With wit, insight, and clarity, James Poniewozik puts Trump at the center of a series of changes that swept through American popular culture and political systems. Poniewozik's essential book shows how these evolutions incubated Trumpism, even as Trump's rise exposed the limits and vulnerabilities of the media, which too often found itself floundering in the face of his shameless manipulations.--Maureen Ryan, chief TV critic for Variety
This is both a fascinating look at the ways television has changed and shaped the U.S., and a compelling lens through which to look at how we got to November 8, 2016.--Booklist
The smartest, most original, most unexpectedly definitive account of the rise of Trump and Trumpism we've had so far.
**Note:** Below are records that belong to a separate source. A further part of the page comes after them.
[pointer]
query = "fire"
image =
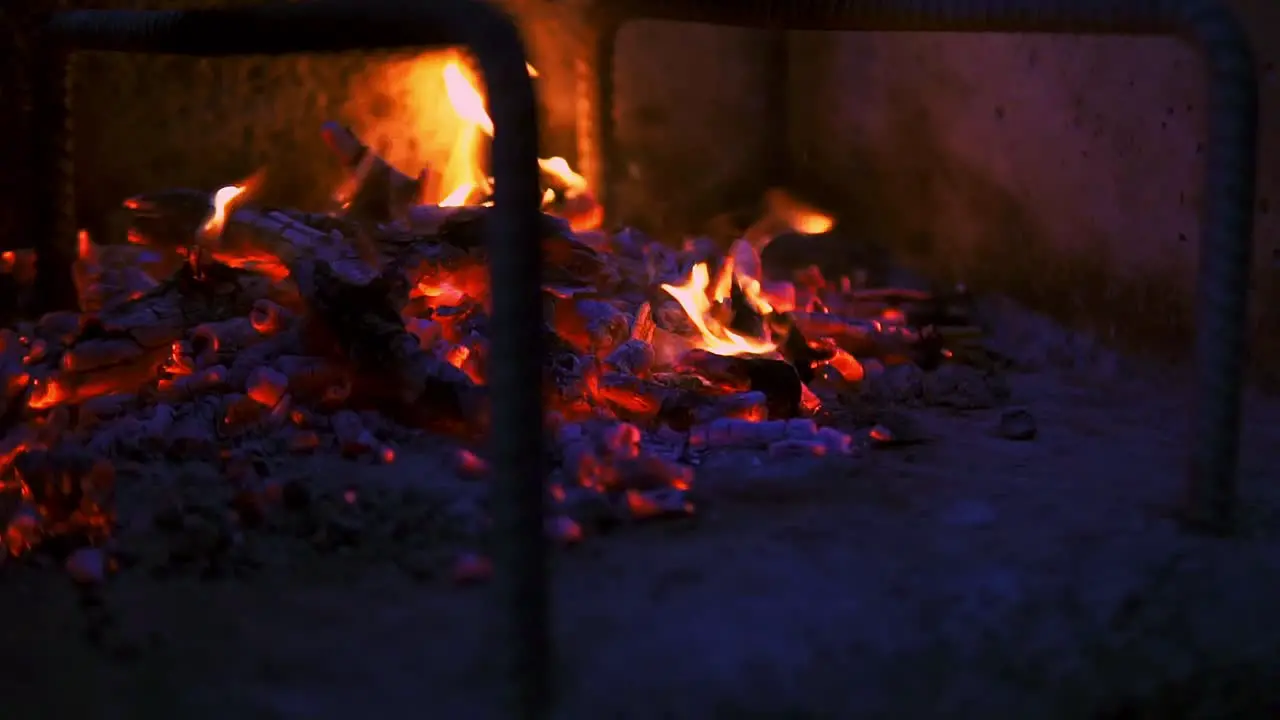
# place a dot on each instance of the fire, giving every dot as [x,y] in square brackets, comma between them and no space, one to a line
[464,174]
[223,205]
[713,336]
[798,215]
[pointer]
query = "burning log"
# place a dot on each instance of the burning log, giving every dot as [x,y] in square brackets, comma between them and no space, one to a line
[374,190]
[353,315]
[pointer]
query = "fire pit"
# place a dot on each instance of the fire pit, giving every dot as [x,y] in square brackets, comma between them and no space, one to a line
[232,333]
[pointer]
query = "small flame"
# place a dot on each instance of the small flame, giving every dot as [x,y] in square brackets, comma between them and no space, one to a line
[714,337]
[222,201]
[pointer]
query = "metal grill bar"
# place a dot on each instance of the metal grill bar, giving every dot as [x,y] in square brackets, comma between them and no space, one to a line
[1230,150]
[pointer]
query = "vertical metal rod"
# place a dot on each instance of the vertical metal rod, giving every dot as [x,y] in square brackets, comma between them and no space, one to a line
[1230,151]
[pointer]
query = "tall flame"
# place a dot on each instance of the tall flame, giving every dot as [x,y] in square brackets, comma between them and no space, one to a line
[713,336]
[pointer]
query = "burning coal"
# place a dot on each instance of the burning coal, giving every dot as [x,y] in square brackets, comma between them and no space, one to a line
[227,332]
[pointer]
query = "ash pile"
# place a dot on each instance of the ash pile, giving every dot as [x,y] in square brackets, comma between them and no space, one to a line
[228,342]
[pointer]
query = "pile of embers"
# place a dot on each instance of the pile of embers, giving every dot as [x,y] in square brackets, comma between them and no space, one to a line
[232,336]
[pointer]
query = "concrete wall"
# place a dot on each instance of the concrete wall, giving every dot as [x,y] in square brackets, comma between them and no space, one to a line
[1063,169]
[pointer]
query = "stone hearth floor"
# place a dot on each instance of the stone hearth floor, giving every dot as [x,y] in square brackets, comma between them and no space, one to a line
[967,577]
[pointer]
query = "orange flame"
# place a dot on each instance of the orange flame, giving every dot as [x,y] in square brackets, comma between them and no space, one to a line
[714,337]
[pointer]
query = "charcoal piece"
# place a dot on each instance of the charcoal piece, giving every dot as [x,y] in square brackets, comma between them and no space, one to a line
[168,218]
[566,260]
[794,346]
[745,320]
[356,318]
[74,492]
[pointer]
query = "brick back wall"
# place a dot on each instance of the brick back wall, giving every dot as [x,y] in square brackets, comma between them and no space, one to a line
[155,122]
[1064,171]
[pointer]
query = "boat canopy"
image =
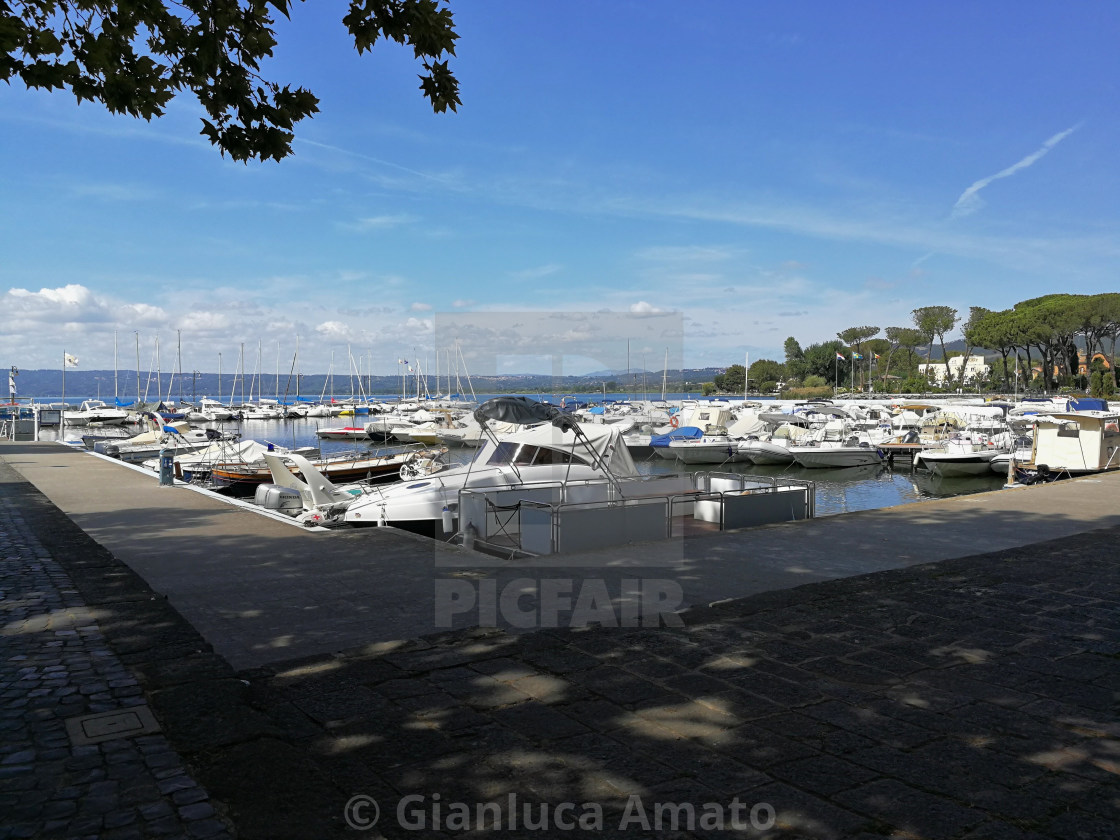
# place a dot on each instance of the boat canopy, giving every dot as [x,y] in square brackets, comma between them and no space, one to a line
[1088,403]
[523,411]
It's also the best book yet written about the bride-of-Frankenstein mating of American politics and American pop culture, a wedding practically nobody saw coming until Trump provided the shotgun... [An] uncommonly rich and stimulating book.--Tom Carson
One of the Top 10 Politics and Current Events Books of Fall 2019 (Publishers Weekly)
An incisive cultural history that captures a fractious nation through the prism of television and the rattled mind of a celebrity president.
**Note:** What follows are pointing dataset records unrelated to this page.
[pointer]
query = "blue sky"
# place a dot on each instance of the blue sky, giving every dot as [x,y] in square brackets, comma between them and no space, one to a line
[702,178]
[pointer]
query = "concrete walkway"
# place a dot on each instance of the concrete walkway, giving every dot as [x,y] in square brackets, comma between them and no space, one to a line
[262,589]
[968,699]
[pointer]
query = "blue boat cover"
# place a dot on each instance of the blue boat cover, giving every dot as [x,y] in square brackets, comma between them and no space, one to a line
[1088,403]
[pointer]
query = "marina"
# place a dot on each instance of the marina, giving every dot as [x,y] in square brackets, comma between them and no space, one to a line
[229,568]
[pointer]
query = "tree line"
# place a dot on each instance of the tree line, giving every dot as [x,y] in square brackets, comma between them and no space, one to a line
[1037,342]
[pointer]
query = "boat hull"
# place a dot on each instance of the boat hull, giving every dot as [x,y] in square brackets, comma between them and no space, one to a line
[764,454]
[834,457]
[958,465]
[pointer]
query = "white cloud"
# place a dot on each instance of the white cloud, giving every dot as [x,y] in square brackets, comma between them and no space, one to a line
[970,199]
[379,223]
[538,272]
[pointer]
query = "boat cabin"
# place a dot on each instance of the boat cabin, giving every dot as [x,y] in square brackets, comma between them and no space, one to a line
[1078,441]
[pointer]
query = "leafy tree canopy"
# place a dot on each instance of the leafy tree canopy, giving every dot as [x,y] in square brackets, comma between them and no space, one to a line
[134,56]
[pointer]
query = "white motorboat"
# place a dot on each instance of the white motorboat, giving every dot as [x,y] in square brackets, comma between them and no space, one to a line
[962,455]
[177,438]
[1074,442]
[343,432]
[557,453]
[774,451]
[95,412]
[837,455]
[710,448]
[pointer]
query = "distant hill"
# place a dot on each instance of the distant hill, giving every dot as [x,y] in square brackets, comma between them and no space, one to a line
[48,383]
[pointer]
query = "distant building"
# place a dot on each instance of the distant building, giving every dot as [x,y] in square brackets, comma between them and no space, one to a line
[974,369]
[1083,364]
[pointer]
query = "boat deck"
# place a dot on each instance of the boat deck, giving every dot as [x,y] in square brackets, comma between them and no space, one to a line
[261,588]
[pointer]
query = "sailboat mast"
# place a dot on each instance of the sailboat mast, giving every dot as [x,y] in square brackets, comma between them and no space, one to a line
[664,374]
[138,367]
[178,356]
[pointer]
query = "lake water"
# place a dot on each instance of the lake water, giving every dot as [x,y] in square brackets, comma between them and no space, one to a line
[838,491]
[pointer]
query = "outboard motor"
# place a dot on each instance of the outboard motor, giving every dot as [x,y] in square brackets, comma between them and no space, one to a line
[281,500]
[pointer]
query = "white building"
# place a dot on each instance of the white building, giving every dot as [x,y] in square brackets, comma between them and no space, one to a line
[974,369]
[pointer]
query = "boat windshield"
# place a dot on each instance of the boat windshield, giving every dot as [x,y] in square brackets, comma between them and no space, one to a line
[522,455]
Television has entertained America, television has ensorcelled America, and with the election of Donald J. Trump, television has conquered America. In Audience of One, New York Times chief television critic James Poniewozik traces the history of TV and mass media from the Reagan era to today, explaining how a volcanic, camera-hogging antihero merged with America’s most powerful medium to become our forty-fifth president.
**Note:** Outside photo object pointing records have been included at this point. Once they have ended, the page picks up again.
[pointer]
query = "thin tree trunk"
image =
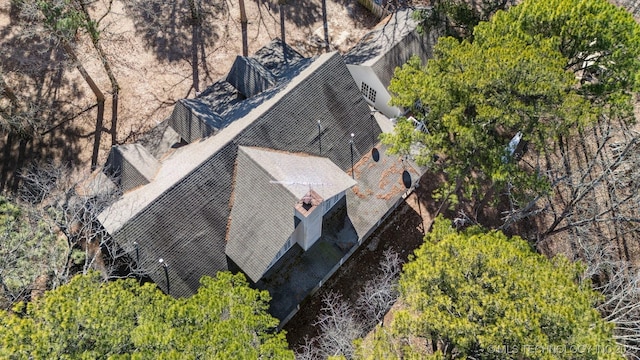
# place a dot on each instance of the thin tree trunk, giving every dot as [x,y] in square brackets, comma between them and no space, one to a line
[284,49]
[100,99]
[325,25]
[195,42]
[244,23]
[115,87]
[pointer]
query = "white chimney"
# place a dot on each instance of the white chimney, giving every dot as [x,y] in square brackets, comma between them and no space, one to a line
[309,211]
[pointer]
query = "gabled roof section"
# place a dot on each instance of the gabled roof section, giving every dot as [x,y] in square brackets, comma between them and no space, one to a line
[390,45]
[249,76]
[182,215]
[132,165]
[268,184]
[300,172]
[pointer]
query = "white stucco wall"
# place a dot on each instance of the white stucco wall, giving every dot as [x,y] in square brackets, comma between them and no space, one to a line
[365,74]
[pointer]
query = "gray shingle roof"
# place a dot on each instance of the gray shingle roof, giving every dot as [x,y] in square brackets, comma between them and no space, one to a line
[266,188]
[249,76]
[183,215]
[390,45]
[132,165]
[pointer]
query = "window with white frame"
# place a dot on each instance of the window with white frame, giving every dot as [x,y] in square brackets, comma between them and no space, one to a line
[368,92]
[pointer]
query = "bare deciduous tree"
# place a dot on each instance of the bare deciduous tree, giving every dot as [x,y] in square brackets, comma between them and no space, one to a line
[381,292]
[71,204]
[338,327]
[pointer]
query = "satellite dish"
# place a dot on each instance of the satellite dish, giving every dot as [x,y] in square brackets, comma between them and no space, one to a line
[375,154]
[406,179]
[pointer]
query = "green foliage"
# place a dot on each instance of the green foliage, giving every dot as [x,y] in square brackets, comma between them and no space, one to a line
[599,41]
[28,250]
[482,295]
[89,319]
[61,17]
[540,68]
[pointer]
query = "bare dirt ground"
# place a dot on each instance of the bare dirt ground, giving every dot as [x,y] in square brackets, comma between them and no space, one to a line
[157,60]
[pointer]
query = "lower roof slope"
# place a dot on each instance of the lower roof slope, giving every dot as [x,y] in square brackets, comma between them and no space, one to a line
[182,216]
[267,186]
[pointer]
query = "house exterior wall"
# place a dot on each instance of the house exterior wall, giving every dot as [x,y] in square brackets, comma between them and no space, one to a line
[310,227]
[365,74]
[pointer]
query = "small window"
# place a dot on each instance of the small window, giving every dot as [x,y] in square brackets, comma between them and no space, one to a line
[368,92]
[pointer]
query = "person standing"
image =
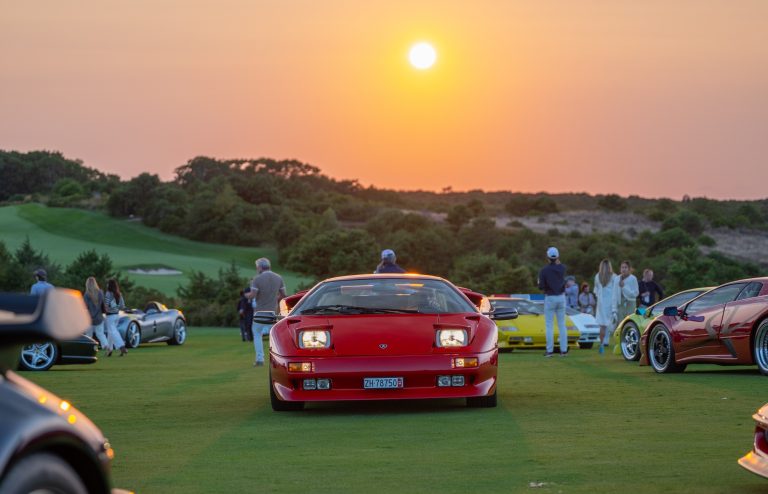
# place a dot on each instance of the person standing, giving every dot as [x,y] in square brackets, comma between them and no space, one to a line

In the tradition of Neil Postman’s masterpiece Amusing Ourselves to Death, Audience of One shows how American media have shaped American society and politics, by interweaving two crucial stories. The first story follows the evolution of television from the three-network era of the 20th century, which joined millions of Americans in a shared monoculture, into today’s zillion-channel, Internet-atomized universe, which sliced and diced them into fractious, alienated subcultures. The second story is a cultural critique of Donald Trump, the chameleonic celebrity who courted fame, achieved a mind-meld with the media beast, and rode it to ultimate power.
Braiding together these disparate threads, Poniewozik combines a cultural history of modern America with a revelatory portrait of the most public American who has ever lived. Reaching back to the 1940s, when Trump and commercial television were born, Poniewozik illustrates how Donald became “a character that wrote itself, a brand mascot that jumped off the cereal box and entered the world, a simulacrum that replaced the thing it represented.” Viscerally attuned to the media, Trump shape-shifted into a boastful tabloid playboy in the 1980s; a self-parodic sitcom fixture in the 1990s; a reality-TV “You’re Fired” machine in the 2000s; and finally, the biggest role of his career, a Fox News–obsessed, Twitter-mad, culture-warring demagogue in the White House.
Poniewozik deconstructs the chaotic Age of Trump as the 24-hour TV production that it is, decoding an era when politics has become pop culture, and vice versa. Trenchant and often slyly hilarious, Audience of One is a penetrating and sobering review of the raucous, raging, farcical reality show—performed for the benefit of an insomniac, cable-news-junkie “audience of one”—that we all came to live in, whether we liked it or not.